Some problems will inevitably arise between your practice and your patients, even though you’ve done everything in your power to avoid such situations. You can’t prevent these issues totally. You can, however, figure out what would be the best way to deal with each scenario and then create patient problem solving scripts to guide you and your team.
To prepare for non-clinical problems that involve patients, follow these five steps:
- Draw up a list of possible issues.
At a special team meeting or during a Monthly Business Review, brainstorm patient-related scenarios that may occur. These will be based in part on problems you’ve experienced in the past. There are three main areas in which dental practices are likely to encounter difficulties:
Define objectives for resolving each problem.
- Scheduling – Problems with scheduling occur frequently (in some practices, daily). Scheduling issues include patients not scheduling their next appointment at checkout, last-minute cancellations, no-shows and patients who show up late for their appointments.
- Collections – Among the most stressful in dental offices, these problems are all too common. List the types of payment issues your team has to deal with, from the incidental to the serious.

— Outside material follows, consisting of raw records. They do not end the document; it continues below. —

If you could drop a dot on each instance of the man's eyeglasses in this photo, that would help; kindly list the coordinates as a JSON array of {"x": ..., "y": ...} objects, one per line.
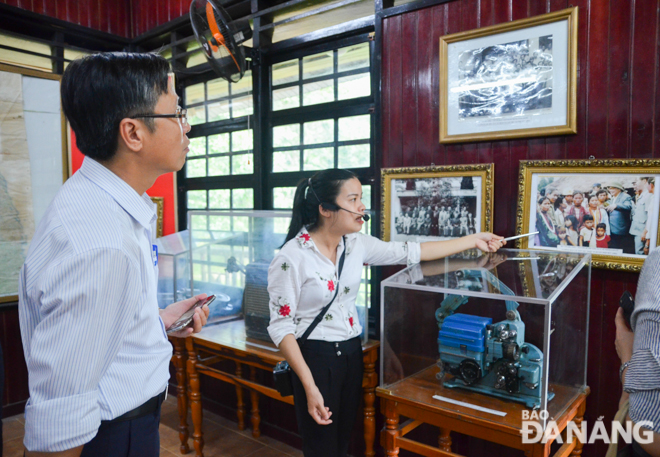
[{"x": 181, "y": 114}]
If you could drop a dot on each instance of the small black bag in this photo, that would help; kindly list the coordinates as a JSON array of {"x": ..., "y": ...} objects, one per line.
[{"x": 282, "y": 374}]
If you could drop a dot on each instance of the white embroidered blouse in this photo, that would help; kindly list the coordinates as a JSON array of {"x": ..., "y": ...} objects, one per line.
[{"x": 301, "y": 281}]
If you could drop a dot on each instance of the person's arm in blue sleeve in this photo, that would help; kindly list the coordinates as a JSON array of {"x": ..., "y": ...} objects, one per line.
[{"x": 86, "y": 304}]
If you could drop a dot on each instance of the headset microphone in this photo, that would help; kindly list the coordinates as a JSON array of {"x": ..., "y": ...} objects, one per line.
[{"x": 364, "y": 216}]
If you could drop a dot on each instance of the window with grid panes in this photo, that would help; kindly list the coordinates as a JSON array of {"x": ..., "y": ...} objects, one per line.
[
  {"x": 221, "y": 144},
  {"x": 314, "y": 126}
]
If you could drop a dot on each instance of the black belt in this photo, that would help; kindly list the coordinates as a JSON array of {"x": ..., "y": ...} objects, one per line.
[{"x": 148, "y": 407}]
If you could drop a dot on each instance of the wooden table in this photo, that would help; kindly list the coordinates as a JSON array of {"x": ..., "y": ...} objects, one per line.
[
  {"x": 196, "y": 356},
  {"x": 412, "y": 398}
]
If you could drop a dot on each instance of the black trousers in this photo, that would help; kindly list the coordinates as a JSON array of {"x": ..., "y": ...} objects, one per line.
[
  {"x": 2, "y": 393},
  {"x": 337, "y": 369},
  {"x": 130, "y": 438}
]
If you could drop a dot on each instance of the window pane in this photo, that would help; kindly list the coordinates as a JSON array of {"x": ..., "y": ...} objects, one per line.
[
  {"x": 194, "y": 94},
  {"x": 355, "y": 127},
  {"x": 197, "y": 115},
  {"x": 241, "y": 140},
  {"x": 286, "y": 98},
  {"x": 220, "y": 223},
  {"x": 244, "y": 85},
  {"x": 286, "y": 135},
  {"x": 219, "y": 166},
  {"x": 219, "y": 143},
  {"x": 196, "y": 199},
  {"x": 218, "y": 111},
  {"x": 196, "y": 168},
  {"x": 242, "y": 164},
  {"x": 353, "y": 57},
  {"x": 355, "y": 156},
  {"x": 242, "y": 199},
  {"x": 219, "y": 199},
  {"x": 283, "y": 198},
  {"x": 285, "y": 72},
  {"x": 286, "y": 161},
  {"x": 318, "y": 158},
  {"x": 354, "y": 86},
  {"x": 366, "y": 195},
  {"x": 318, "y": 92},
  {"x": 197, "y": 147},
  {"x": 319, "y": 131},
  {"x": 241, "y": 106},
  {"x": 318, "y": 65},
  {"x": 218, "y": 88}
]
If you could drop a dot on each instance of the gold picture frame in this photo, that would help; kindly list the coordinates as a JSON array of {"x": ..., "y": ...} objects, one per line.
[
  {"x": 407, "y": 192},
  {"x": 584, "y": 180},
  {"x": 160, "y": 203},
  {"x": 40, "y": 100},
  {"x": 511, "y": 80}
]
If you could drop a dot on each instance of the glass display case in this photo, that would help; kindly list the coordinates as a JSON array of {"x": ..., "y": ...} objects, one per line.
[
  {"x": 504, "y": 331},
  {"x": 230, "y": 255}
]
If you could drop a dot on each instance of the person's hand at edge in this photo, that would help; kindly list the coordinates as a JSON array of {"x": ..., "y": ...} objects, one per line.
[
  {"x": 174, "y": 311},
  {"x": 316, "y": 408}
]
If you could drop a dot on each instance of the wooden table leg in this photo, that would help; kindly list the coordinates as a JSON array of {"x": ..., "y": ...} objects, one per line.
[
  {"x": 391, "y": 431},
  {"x": 577, "y": 451},
  {"x": 254, "y": 397},
  {"x": 195, "y": 398},
  {"x": 444, "y": 441},
  {"x": 240, "y": 411},
  {"x": 179, "y": 360},
  {"x": 369, "y": 383}
]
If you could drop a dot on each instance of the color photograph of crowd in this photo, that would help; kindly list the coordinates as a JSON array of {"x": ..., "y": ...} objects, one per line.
[{"x": 608, "y": 213}]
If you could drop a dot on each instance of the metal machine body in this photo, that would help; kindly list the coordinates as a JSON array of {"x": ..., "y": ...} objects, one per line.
[{"x": 493, "y": 359}]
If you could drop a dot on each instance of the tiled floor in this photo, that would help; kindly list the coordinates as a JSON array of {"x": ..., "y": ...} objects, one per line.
[{"x": 221, "y": 437}]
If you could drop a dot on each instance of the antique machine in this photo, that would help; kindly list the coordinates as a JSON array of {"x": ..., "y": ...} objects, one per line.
[{"x": 489, "y": 358}]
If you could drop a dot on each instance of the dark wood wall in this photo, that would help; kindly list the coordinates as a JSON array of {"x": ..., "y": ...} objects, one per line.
[
  {"x": 617, "y": 110},
  {"x": 126, "y": 18},
  {"x": 16, "y": 391}
]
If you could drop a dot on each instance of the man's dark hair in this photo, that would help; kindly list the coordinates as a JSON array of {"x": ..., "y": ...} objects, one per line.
[{"x": 100, "y": 90}]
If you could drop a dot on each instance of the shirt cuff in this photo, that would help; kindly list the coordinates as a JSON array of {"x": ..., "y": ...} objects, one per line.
[
  {"x": 414, "y": 252},
  {"x": 62, "y": 423}
]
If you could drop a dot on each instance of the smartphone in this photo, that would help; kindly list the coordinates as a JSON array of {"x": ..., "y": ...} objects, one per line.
[{"x": 186, "y": 319}]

- Negative Comments – Criticism of your practice can come in several forms. Patients may complain to you or members of your team. You may get negative feedback from patient surveys. Disgruntled patients may attack your reputation online.
In a given situation, what outcome would be best for all parties? What would you like to see happen? Problem resolution often requires some negotiation and compromise, but you’ll play your role better if you focus on moving toward a reasonable goal.
Plan how to accomplish those objectives.
Working together with team members—especially those who will be directly involved in addressing a problem—figure out a fair and reasonable solution and define what conditions must be met and what steps must be taken to achieve it.
Translate that strategy into scripting.
With your goals and strategic plan in mind, construct your side of conversations with patients, including variations based on patients’ reactions. These scripts will serve as pathways to the best possible outcomes.
Use script training to prepare everyone.
Once your scripts are ready, schedule training sessions in which team members role-play with each other. They’ll learn the problem-solving process that the scripts map out… and also how to follow that process using their own words.
Go through this process and, when a problem arises, you and your team will know immediately what to say and do. Problem situations will be far less stressful, and you’ll have the satisfaction of knowing you did your best to resolve the issue and preserve the mutually-beneficial relationship between patient and practice.